Contentieux judiciaire : le fisc s’engage
Non, le fisc ne joue pas au père Noël. La raison d’être du fisc est la collecte d’argent et non la distribution de cadeaux fiscaux. Les exonérations et autres dérogations fiscales, ainsi que le remboursement de la TVA, constituent une exception à la règle. Mais rien n’empêche le fisc d’être aimable dans sa manière de vider les poches des contribuables. Et comme signe fort de cette amabilité, le sourire aux lèvres, le numéro 1 du fisc signe, le 17 janvier 2017, une convention avec le Tribunal Administratif de Rabat, dans laquelle est instauré un «délai amiable» de 30 jours pour l’exécution des jugements et des arrêts devenus définitifs et prononcés à l’encontre de la DGI. C’est que beaucoup de contribuables se plaignent quant à l’exécution/application effective des décisions ayant un caractère définitif et rendues par les tribunaux administratifs, en matière fiscale. Le citoyen se sent désarmé, voire impuissant face au Léviathan. Car les décisions de ces tribunaux, ou bien s’appliquent très tardivement et donc coûteusement, ou bien ne s’appliquent pas du tout. A tel point que le citoyen contribuable ressent une «hogra» et ressort l’ancien concept pour désigner l’Etat : le Makhzen. Une réaction qui veut tout dire : malgré les lois et réglementations en vigueur, malgré les nombreuses garanties juridiques théoriquement offertes au contribuable, la nature despotique de l’Etat est toujours concrètement là. Ou pire encore, quelle image pourra refléter une justice (soi-disant réformée) dont les décisions ne sont pas applicables.

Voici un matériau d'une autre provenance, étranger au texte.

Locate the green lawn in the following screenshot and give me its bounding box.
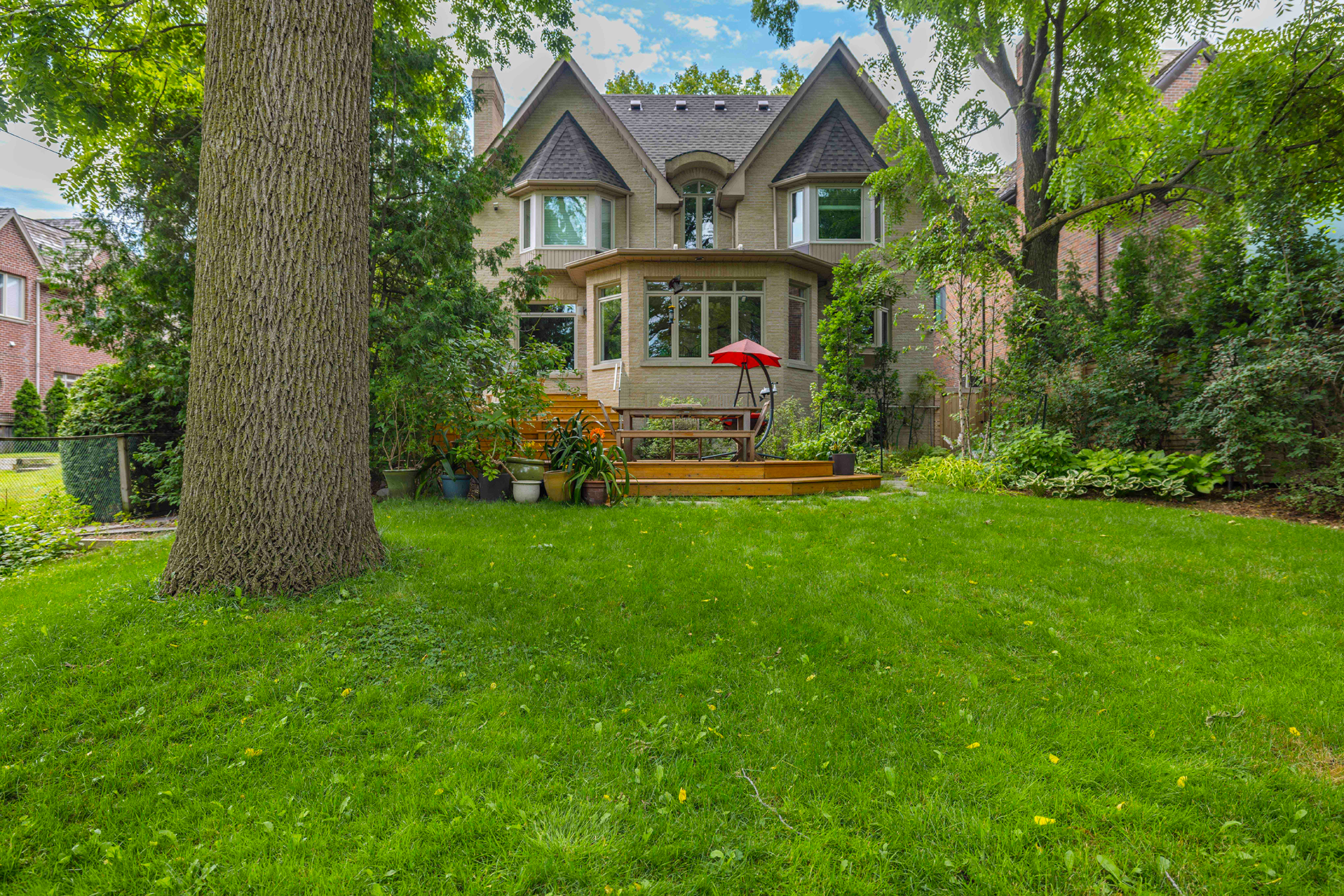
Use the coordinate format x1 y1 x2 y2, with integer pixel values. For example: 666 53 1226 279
0 491 1344 896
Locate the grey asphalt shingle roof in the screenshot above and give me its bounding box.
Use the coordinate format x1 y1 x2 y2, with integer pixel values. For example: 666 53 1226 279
772 100 887 182
514 112 629 190
603 93 790 170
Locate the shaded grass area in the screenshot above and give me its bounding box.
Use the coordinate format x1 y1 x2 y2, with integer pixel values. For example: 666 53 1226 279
0 491 1344 895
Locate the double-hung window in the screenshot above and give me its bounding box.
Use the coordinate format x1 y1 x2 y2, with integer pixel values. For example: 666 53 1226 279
597 284 621 361
542 196 589 248
518 302 578 371
645 279 765 359
789 284 809 363
817 187 863 242
0 274 28 321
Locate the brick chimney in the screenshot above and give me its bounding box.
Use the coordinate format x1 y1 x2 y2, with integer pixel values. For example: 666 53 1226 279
472 66 504 156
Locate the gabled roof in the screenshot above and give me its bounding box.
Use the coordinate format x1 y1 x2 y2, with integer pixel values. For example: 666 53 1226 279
719 37 891 203
603 93 789 170
485 59 681 207
770 100 887 184
514 110 630 191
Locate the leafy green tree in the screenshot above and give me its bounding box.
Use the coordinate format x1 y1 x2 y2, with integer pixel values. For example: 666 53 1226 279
42 380 70 435
751 0 1344 306
603 62 802 97
11 380 47 436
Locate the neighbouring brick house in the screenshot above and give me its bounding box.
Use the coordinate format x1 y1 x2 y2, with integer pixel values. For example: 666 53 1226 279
472 40 930 421
0 208 115 435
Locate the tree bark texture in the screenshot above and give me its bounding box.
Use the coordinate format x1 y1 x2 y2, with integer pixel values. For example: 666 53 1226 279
163 0 383 594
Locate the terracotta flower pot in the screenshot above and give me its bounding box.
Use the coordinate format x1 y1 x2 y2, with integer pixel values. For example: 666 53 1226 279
542 470 574 502
584 479 606 506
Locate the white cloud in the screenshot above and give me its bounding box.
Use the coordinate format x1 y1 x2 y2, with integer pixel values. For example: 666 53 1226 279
663 12 726 40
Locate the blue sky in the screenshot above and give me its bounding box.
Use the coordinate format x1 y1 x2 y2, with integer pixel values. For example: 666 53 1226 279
0 0 1297 218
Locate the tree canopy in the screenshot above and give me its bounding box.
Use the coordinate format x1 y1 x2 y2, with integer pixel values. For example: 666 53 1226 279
602 63 802 97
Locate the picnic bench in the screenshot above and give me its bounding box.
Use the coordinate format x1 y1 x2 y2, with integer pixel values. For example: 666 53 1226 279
615 405 763 461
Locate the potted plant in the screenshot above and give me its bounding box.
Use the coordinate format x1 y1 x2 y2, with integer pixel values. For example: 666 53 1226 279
370 372 433 499
570 429 630 506
542 411 596 501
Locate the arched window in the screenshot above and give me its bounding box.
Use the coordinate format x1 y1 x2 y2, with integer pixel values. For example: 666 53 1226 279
681 180 714 248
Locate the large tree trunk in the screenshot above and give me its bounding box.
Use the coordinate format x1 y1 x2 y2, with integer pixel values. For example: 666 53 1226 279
164 0 383 593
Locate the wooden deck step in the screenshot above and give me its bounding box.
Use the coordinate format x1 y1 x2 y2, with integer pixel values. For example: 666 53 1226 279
630 461 830 479
630 475 881 497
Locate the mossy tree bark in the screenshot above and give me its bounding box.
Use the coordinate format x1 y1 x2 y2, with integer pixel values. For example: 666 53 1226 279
163 0 383 594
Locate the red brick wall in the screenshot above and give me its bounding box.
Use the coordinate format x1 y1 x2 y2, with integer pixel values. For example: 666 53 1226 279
0 219 115 424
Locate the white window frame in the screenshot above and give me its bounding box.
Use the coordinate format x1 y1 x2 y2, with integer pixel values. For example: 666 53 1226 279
644 278 766 364
593 281 625 364
538 194 593 248
597 196 615 250
0 272 28 321
787 190 809 246
784 281 812 366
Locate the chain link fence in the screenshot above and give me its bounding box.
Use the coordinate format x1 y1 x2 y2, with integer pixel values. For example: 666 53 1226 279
0 433 162 523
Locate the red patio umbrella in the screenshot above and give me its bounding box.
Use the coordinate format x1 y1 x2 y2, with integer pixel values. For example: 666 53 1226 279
709 339 780 459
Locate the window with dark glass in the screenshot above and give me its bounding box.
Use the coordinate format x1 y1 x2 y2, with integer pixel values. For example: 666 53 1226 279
518 302 578 369
681 180 714 248
542 196 587 246
597 284 621 361
817 187 863 240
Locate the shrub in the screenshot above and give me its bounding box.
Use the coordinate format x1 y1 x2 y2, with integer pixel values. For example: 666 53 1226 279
995 426 1079 475
12 380 47 436
906 454 1004 491
0 491 91 578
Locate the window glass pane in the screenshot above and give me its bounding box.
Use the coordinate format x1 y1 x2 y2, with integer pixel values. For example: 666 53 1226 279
598 300 621 361
817 187 863 239
676 296 705 357
518 315 574 368
542 196 587 246
649 296 672 357
708 296 733 352
789 298 808 361
738 296 760 342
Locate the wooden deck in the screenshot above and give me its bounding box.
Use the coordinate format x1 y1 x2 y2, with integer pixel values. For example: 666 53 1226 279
630 461 881 497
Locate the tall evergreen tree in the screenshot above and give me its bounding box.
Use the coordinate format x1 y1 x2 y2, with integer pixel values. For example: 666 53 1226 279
11 380 47 436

En matière fiscale, la loi a presque mis sur un pied d’égalité l’Administration fiscale et le citoyen contribuable. Or dans la réalité, il est possible de voir un contribuable poursuivi et incarcéré (contrainte par corps) pour refus de paiement d’impôt, alors que le fisc ne risque absolument rien.
Comme le fisc, le contribuable peut contester, devant le Tribunal administratif, les décisions émanant aussi bien des Commissions Locales de Taxation (CLT), que de la Commission Nationale de Recours Fiscal (CNRF), dans un délai de 60 jours suivant la date de notification des décisions desdites commissions, que ces décisions portent sur des questions de droit ou de fait (Article 242 du Code Général des Impôts). S’il s’agit de réclamation (contentieux administratif), le contribuable peut saisir le tribunal administratif dans le délai de 30 jours suivant la date de la notification de la décision prise, et à défaut de réponse de l’Administration fiscale, le délai de recours est de 30 jours qui suit l’expiration du délai de 3 mois donné à l’Administration fiscale pour répondre ( Article 243 du CGI. NB. Ce délai était de 6 mois avant 2016). Au-delà de ces délais, c’est la forclusion.
La convention conclue entre le fisc et le Tribunal Administratif de Rabat est donc porteuse d’un message profond. La force de l’Etat de Droit ne réside pas dans son omnipotence ni dans le sentiment de crainte qu’éprouvent les citoyens (la fameuse «hiba»). Elle réside dans la force et le respect de la loi qui doit s’appliquer de manière stricte, rigoureuse et efficace aux forts et aux faibles.
Cette convention doit contribuer à l’instauration/retour et au développement d’une confiance réciproque, nécessaire à la crédibilité et à la stabilité des institutions.